A school district in Wisconsin is mulling over whether to remove the classic Harper Lee novel “To Kill a Mockingbird” from its high school curriculum after a parental complaint.
Parent Tujama Kameeta wants the Monona Grove School District in Monona, Wisconsin town to remove the novel due to the “48 racial slurs directed at African Americans in the book.”
“The n-word is used so many times that it numbs the readers to its potency,” Kameeta told Madison365. “Reading the book just perpetuates racists thoughts and attitudes in a school district that actively discriminates against children of color.”
Kameeta added that students learning the epithets will enable them “to use [the words] for power over people of color.”
The book is widely seen as pro-equality, telling the story of a white lawyer who defends a wrongly accused Black man.

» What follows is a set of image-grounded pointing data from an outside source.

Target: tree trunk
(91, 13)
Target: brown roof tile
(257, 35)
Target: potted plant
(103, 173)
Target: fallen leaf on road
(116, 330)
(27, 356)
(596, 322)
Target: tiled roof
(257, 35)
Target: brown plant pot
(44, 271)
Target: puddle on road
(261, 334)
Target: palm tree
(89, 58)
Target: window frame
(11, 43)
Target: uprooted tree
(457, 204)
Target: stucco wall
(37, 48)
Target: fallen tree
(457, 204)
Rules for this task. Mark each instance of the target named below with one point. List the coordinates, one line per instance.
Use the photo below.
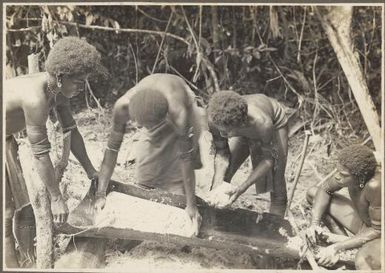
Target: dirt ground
(151, 255)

That doesn’t make it acceptable to Kameeta, who has one son in the high school and another child in Cottage Grove schools
Kameeta noted also that the author, Harper Lee, never experienced racism, nor did the white protagonist, Scout Finch. He also notes that Atticus Finch, the white lawyer and father of the protagonist, “reinforces the Hollywood stereotype of the white savior.”
“The novel reduces black people to passive, humble victims and ignores the reality of black agency in resistance,” he wrote in the statement. “Black people are robbed of their role as subjects of history and are portrayed as mere spectators and bystanders in the struggle against their own exploitation and oppression.”

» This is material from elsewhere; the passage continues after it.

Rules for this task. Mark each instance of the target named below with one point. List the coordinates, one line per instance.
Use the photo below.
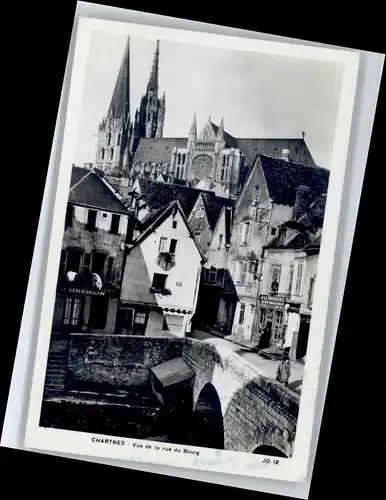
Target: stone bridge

Kameeta also said there are no writers of color represented in the curriculum of the course his son is currently taking.
“It’s the only book that takes racism and describes it like that,” he said. “Kids are not getting an equal share of the information.”

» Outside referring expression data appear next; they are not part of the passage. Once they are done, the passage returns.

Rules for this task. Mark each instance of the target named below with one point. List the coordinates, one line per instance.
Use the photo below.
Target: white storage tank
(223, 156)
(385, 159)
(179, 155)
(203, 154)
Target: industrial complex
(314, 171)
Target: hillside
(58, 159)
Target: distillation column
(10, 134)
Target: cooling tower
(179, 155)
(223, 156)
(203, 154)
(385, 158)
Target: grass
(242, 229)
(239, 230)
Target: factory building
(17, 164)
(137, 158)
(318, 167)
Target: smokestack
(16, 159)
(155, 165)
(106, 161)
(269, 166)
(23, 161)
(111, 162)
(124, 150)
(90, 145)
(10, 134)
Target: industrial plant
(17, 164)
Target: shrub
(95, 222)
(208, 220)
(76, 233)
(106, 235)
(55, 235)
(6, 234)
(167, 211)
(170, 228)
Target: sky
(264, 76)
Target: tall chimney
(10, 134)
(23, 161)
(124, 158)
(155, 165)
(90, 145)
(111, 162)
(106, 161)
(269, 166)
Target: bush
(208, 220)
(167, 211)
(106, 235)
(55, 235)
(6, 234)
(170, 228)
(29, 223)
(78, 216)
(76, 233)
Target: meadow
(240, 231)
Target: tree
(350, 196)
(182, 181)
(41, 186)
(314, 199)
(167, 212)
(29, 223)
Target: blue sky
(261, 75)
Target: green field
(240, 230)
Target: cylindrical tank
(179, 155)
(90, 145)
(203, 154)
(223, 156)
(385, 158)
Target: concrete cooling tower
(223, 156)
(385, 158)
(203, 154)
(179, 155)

Kameeta noted he corresponded with various school and district personnel and concluded there was no good reason a book other than “Mockingbird” could not be used. He also cited “deep racial disparities” in district English achievement levels as a reason to jettison the novel.
Monona Grove High School principal Paul Brost said the school’s Curriculum and Instruction team would review continued usage of the book, and added he personally “didn’t have an opinion” on Mr. Kameeta’s request.